Denaro ganhou também fama por conduzir automóveis desportivos, vestir roupa luxuosa e usar relógios de dezenas de milhares de euros. Um playboy que colecionou amantes e, segundo foi revelado em tribunal, na sua juventude era participante em festas sexuais com "senhoras da alta burguesia" de Palermo, segundo conta a agência ANSA.

Em 2015, a polícia descobriu que Messina Denaro comunicava com os seus colaboradores mais próximos através de notas manuscritas. O procurador-adjunto Paolo Guido disse que o desmantelamento da sua rede de protetores era fundamental.

A detenção aconteceu 30 anos e um dia depois da prisão de Totò Riina, o "padrinho dos padrinhos" e inspiração para a obra de Mario Puzo O Padrinho, de quem Denaro era herdeiro e que suplantou pelo menos no tempo de foragido - Riina também foi preso em Palermo, mas ao fim de 23 anos. Segundo as autoridades, Denaro estava na clínica La Maddalena para uma sessão de quimioterapia, um tratamento que segue há um ano a um cancro no cólon. Quando os outros utentes e transeuntes se aperceberam de quem estava a ser preso, a polícia recebeu aplausos e elogios.

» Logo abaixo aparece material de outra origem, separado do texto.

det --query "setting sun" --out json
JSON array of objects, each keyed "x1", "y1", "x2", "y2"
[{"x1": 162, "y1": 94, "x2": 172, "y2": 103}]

"Matteo Messina Denaro foi capturado graças à recolha de um grande número de dados de informações de vários departamentos dos Carabinieri, na estrada, por meio de escutas telefónicas, de várias bases de dados para o levar à prisão", comentou o comandante dos Carabinieri, Teo Luzi, que se mostrou exultante, "porque é um resultado extraordinário".

A Palermo acorreu não só o chefe daquela unidade paramilitar, mas também a primeira-ministra, Giorgia Meloni. Além de ter feito uma paragem no monumento de homenagem a Falcone, à sua mulher e aos três agentes mortos no atentado, Meloni reuniu-se com as chefias policiais e judiciárias e propôs que o dia 16 de janeiro passe a ser da luta antimáfia.

"Um dia extraordinário para o Estado", disse o ministro do Interior, Matteo Piantedosi, que recebeu um telefonema de congratulações do presidente, Sergio Mattarella.

Lista dos mais procurados reduzida a quatro

Um assassino sem ligações criminais e três mafiosos cada qual de sua organização: são estes os quatro criminosos da lista de fugitivos italianos altamente perigosos, segundo a ANSA. Attilio Cubeddu, nascido em 1947, é procurado desde 1997, quando este decidiu não regressar à prisão de uma licença precária, onde cumpria pena por homicídio, sequestro e lesões corporais graves. Giovanni Motisi, nascido em 1959, enfrenta prisão perpétua por um rol de crimes relacionados com a máfia siciliana e é procurado desde 1998. Já o napolitano Renato Cinquegranella, nascido em 1949, é procurado desde 2002 por associação criminosa com a Camorra. Por fim, Pasquale Bonavota, nascido em 1974, é procurado desde 2018 por associação mafiosa ("ndrangheta), e homicídio.